Graduation Year

2008

Document Type

Thesis

Degree

M.A.

Degree Granting Department

Mass Communications

Major Professor

Kenneth Killebrew, Ph.D.

Keywords

Institutional transformation, Communicate change, Effective change execution, New technology training

Abstract

This study examined how employees at a Florida medical facility felt regarding the upcoming change to a paperless system and whether a training program administered by the organization was effective in reducing anxiety, increasing understanding of the need for the change, increasing employee confidence using the new computer system, changing employee perceptions of the new system, and helping employees view the change as an organizational improvement.
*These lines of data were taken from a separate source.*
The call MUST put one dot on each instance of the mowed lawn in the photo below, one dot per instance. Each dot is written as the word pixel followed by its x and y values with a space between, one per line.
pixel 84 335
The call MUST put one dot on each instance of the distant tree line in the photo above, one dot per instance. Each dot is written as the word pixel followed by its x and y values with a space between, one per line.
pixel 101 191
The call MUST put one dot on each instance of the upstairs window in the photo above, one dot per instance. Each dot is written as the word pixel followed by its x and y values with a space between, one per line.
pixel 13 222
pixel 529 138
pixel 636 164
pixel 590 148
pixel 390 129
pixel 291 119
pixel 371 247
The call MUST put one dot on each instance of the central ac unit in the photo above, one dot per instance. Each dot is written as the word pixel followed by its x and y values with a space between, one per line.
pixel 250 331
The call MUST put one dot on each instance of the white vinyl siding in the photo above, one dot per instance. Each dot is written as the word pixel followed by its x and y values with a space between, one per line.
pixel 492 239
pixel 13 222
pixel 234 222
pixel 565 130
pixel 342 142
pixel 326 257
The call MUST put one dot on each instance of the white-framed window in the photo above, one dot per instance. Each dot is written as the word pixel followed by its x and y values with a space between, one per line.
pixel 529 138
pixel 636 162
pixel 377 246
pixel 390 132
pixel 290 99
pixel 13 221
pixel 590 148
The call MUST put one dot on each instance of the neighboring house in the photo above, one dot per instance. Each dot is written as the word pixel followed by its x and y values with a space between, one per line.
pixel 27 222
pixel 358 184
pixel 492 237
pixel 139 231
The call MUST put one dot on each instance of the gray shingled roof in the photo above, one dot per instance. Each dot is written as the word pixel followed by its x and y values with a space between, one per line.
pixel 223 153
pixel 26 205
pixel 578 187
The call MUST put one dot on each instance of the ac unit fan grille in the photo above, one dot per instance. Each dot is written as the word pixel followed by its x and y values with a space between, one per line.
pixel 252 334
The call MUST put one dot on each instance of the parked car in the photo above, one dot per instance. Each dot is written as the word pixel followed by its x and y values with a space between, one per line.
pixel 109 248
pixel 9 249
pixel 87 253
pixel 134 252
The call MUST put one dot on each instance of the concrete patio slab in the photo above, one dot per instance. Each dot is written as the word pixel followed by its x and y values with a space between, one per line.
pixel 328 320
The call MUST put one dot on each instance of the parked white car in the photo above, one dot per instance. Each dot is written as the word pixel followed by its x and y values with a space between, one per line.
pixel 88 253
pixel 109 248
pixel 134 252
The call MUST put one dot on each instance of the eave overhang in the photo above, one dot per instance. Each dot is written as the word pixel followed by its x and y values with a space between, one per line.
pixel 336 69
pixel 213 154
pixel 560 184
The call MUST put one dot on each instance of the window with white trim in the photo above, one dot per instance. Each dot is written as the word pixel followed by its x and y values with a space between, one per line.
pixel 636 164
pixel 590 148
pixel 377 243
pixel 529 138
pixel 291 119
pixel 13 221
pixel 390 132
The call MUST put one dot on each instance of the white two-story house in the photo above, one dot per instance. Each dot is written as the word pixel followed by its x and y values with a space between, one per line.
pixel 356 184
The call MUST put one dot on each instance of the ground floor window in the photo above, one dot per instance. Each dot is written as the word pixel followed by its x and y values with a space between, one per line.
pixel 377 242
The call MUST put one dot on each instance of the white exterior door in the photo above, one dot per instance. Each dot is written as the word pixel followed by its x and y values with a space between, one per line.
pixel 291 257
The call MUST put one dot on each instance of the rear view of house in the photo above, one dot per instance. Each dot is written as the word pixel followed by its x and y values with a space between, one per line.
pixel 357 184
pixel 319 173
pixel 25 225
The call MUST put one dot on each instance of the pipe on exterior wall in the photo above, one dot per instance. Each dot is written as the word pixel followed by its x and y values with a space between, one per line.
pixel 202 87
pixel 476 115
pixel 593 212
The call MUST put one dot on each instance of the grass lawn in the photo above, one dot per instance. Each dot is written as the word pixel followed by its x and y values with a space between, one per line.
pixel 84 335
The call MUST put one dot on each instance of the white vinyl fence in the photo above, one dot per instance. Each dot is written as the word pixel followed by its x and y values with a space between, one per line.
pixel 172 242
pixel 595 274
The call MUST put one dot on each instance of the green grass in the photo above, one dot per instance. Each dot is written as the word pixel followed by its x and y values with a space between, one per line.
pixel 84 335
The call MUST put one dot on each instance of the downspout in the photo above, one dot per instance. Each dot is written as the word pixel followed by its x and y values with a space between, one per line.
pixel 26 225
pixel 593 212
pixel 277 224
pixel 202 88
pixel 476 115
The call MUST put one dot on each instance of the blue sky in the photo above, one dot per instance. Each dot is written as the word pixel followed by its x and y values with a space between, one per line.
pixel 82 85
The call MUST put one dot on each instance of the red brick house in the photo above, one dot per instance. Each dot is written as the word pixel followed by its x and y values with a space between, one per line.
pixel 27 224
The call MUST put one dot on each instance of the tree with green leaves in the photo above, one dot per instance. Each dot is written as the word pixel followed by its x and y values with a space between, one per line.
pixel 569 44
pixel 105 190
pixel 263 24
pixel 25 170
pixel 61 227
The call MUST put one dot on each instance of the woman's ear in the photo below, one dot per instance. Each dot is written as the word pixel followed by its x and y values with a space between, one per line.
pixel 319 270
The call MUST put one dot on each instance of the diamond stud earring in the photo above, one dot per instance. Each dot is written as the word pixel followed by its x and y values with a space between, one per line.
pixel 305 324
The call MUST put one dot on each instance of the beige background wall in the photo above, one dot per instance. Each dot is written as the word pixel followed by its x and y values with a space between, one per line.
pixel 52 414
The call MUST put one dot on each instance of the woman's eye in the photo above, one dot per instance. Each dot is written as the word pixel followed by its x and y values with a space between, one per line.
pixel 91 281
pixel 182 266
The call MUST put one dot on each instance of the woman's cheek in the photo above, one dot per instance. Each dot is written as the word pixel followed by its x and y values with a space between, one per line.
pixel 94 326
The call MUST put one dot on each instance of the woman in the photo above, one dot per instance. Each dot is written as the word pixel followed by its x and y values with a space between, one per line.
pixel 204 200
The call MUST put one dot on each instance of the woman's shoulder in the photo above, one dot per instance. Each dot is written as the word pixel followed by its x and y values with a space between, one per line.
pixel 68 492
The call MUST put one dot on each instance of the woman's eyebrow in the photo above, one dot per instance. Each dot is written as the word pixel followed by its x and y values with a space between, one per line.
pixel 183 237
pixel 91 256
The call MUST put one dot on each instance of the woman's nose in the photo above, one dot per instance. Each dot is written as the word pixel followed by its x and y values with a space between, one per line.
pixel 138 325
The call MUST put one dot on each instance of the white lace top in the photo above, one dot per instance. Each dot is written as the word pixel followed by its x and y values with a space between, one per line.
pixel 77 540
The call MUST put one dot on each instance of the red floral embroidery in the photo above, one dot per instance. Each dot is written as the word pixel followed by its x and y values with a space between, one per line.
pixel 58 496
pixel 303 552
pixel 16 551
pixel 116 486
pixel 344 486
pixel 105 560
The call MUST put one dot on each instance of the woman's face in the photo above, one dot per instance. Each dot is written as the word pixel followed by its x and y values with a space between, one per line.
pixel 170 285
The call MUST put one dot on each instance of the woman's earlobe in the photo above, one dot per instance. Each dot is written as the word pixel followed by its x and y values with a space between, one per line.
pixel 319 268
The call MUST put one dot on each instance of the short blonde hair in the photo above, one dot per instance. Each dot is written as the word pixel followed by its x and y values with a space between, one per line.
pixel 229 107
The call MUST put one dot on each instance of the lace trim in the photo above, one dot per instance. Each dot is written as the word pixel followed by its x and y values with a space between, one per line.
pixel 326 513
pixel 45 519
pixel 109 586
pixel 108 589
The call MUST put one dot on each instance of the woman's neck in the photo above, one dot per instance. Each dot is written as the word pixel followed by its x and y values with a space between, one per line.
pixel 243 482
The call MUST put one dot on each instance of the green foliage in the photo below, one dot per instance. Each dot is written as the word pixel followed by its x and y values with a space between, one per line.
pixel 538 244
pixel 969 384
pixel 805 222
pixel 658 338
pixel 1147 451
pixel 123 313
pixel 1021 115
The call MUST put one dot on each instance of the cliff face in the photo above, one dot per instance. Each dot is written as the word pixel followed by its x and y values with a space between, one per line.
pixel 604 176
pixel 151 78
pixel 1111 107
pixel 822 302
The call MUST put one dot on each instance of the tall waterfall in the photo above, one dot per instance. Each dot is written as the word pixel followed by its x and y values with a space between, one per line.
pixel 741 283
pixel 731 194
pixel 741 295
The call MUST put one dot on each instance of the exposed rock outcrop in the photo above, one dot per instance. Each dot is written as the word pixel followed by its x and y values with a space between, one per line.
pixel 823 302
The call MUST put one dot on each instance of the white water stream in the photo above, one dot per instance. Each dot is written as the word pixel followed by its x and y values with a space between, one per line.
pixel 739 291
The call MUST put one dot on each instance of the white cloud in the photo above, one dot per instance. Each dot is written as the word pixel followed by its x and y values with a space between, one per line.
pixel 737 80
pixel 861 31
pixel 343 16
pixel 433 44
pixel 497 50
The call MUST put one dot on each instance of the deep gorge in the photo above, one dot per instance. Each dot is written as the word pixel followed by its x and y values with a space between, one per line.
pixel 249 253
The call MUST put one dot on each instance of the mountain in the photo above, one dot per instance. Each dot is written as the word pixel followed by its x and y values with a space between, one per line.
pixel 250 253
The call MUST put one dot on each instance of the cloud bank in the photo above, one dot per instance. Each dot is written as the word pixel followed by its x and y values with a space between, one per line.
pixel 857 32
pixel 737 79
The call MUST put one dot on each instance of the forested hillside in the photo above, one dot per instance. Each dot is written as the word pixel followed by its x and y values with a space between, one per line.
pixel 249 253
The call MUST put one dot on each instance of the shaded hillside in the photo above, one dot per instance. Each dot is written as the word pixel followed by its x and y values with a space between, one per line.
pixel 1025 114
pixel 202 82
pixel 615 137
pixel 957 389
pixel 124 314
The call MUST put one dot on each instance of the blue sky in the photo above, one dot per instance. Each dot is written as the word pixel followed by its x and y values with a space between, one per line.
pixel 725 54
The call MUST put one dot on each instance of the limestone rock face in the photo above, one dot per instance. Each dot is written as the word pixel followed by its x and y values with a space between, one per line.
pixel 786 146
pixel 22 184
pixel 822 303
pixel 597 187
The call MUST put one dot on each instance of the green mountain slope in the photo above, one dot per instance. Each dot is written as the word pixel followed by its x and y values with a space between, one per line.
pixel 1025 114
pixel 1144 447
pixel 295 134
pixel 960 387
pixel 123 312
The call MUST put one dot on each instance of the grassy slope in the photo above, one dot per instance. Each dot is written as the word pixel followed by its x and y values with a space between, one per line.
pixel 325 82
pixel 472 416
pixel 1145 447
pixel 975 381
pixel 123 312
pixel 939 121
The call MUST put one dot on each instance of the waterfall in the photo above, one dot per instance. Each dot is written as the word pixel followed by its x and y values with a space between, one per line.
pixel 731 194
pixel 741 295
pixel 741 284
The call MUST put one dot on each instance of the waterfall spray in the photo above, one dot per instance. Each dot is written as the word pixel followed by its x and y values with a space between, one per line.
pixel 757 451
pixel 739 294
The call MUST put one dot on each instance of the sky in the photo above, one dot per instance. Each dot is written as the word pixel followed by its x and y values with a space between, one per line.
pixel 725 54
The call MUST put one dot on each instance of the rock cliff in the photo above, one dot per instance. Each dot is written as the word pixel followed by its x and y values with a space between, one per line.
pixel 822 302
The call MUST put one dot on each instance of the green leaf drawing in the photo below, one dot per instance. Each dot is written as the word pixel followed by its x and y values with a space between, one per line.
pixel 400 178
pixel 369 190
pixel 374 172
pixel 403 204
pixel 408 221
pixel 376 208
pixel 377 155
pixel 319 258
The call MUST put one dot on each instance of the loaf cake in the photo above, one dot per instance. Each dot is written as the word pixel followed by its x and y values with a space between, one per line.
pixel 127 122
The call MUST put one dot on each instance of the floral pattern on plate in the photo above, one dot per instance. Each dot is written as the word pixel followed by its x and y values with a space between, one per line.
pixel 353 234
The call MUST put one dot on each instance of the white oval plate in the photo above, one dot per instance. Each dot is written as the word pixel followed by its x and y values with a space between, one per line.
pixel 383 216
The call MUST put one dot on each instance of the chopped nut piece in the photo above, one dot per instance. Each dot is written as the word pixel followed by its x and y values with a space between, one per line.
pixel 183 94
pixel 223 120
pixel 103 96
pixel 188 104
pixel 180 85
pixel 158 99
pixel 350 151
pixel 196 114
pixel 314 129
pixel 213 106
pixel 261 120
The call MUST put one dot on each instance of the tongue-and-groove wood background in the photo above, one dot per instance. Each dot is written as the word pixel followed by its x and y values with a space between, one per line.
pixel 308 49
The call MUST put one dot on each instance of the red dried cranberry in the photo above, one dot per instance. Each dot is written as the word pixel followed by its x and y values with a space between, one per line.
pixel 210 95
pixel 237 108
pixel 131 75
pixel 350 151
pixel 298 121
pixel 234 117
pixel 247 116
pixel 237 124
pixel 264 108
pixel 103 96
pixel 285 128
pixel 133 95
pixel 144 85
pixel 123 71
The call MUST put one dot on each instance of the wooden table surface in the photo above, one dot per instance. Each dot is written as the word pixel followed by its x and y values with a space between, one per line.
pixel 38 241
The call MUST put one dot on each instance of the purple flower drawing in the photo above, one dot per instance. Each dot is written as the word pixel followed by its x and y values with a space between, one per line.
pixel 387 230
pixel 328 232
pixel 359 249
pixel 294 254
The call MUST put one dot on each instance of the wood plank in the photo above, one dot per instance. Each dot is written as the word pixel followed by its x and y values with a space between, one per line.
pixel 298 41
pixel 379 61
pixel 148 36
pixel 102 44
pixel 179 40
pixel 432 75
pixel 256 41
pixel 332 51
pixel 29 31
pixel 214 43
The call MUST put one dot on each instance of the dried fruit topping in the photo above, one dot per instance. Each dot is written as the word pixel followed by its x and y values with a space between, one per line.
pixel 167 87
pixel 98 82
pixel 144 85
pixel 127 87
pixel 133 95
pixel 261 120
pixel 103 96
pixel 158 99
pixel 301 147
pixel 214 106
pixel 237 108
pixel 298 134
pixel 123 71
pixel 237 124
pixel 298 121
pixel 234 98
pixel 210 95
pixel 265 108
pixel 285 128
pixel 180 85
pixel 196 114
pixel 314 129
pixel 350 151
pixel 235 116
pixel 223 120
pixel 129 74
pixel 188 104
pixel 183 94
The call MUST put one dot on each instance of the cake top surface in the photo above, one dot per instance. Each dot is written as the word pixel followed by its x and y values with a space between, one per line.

The results indicated that the training program marginally reduced anxiety, but did not significantly increase user confidence or understanding of the need for the change. While participants viewed the change as an organizational improvement, this view was only superficial. When means were examined by occupation, age group and gender, pre-training results indicated that the medical staff and older participants exhibited the most anxiety, understood the reason for the change the least and had the lowest confidence in their ability to use the practice management system. These same participants appeared to benefit the most from the training program. They reported reduced anxiety and increased confidence using the innovation. Post-training, younger participants and those who identified their occupation as "other" indicated increased anxiety levels and slight reductions in their confidence using the practice management system. The medical staff and older participants appeared to benefit the most from the training program.